His lungs burned from the running he’d done. He sank to his knees in the thick, wet grass, drawing deep breaths.
He could no longer avoid the truth, as unbelievable as it was to his rational mind.
He was like a tiny mouse in a big maze with no exit. Trapped.
He found Mika on the veranda. She swayed on the wooden bench swing, clicking her heels together like a schoolgirl on a playground.
She cocked her head, eyes amused. “Tired of running, Andrew?”
“I want to go home,” he said. “Please.”
“You
are
home.” She hopped off the swing, and offered her hand. “Come inside with me.”

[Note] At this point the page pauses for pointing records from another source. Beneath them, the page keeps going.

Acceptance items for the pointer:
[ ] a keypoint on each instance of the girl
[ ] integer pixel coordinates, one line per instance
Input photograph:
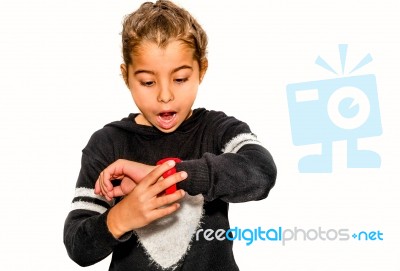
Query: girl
(220, 160)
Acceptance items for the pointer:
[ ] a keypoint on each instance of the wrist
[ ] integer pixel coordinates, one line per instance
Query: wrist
(113, 223)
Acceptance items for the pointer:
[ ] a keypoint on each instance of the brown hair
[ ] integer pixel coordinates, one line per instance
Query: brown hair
(162, 22)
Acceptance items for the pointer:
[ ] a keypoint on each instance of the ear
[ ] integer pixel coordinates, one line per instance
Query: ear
(204, 66)
(124, 73)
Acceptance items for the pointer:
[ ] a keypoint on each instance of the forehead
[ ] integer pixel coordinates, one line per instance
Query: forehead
(173, 51)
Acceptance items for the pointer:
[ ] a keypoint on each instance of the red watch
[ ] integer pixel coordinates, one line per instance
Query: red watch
(169, 172)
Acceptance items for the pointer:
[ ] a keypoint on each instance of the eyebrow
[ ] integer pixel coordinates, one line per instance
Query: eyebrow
(173, 71)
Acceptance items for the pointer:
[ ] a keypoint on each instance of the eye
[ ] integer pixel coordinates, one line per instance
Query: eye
(181, 80)
(147, 83)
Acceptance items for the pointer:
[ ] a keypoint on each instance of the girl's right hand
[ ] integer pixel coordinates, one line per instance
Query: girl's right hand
(144, 204)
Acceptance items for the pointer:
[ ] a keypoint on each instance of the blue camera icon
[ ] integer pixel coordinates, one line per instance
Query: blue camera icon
(325, 111)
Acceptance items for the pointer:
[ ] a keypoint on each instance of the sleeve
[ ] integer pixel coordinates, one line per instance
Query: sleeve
(239, 170)
(86, 235)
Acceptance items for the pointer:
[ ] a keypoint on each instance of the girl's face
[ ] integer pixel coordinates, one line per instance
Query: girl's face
(163, 83)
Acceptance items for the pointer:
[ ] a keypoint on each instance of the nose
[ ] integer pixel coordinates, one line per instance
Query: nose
(165, 94)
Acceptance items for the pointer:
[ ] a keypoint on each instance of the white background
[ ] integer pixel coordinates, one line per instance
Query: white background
(60, 82)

He didn’t want to go inside this madhouse. But what was the point of resisting? He couldn’t escape. He didn’t have the energy to continue what seemed to be a pointless fight.
However, he nursed a delicate hope that, once inside the house, he would discover something that would give him an edge over her.
He took her hand, like a child.
She led him inside Mourning Hill.
Chapter 55
T
he interior of the mansion looked nothing like the dusty, cobweb-filled estate that Andrew remembered from his initial visit, or that his father had described.
This was an utterly contemporary, fantasy place, like something from the MTV show,
Cribs
.
“This is . . . amazing,” he said, as Mika led him down the entry hall.
“This is your home now,” she said. “I redecorated and furnished it to please you.”
Gaping at his surroundings, he could only shake his head.
There were polished marble floors in the hallway, which was wide enough to accommodate driving a Hummer across its length. The creamy walls were adorned with dramatically lighted, framed artwork, with numerous insets full of Greek sculptures and ornate vases. Near the middle of the long corridor, an enormous crystal chandelier hung overhead, illuminating a grand spiral staircase; the staircase featured a gold balustrade and marble steps, with nary a cobweb in sight.
He peeked inside the living room. A vast space. Soaring cathedral ceiling. Snow-white carpeting. Humongous, flat-screen television. Plush, Italian leather furniture. End tables gilded with gold. A black grand piano. An aquarium large enough for he himself to swim in, full of shimmering water and stocked with exotic, colorful fish. A marble fireplace sufficiently spacious to contain an inferno.
A song played in the background, piped to his ears from hidden speakers: “Fantasy” by Earth, Wind, and Fire. They were one of his all-time favorite bands.
“When did you do all of this?” he asked.
“When I knew you were the one,” she said. She grinned. “Come, Andrew. I’ll show you more of our home.”
A door off the hallway opened to a theater that put the entertainment area in his house to shame. It had a massive, wall-size screen, seating to accommodate fifteen people, and even an old-fashioned popcorn machine.
The library was next. Pure light filtered from another crystal chandelier. The chamber contained a labyrinth of mahogany bookshelves, every one packed with hardcover volumes penned by all of his favorite authors: Stephen King, Dean Koontz, Tananarive Due, Steven Barnes, Walter Mosley . . . thousands of books, books he’d read and books he wanted to read one day, all collected here. Comfortable leather club chairs were positioned near large bay windows that provided a view of the rolling, manicured estate grounds. The colorful Persian rugs on the floor were so soft he could’ve slept on them.
“And here’s the kitchen,” she said, gesturing to a room beyond another arched doorway. It could have served a restaurant staff: a big marble island, double-ovens, two gigantic refrigerators, a collection of shining pots and pans dangling from hooks, a cappuccino machine, and more, every culinary device he could think of neatly stored on the sparkling counters.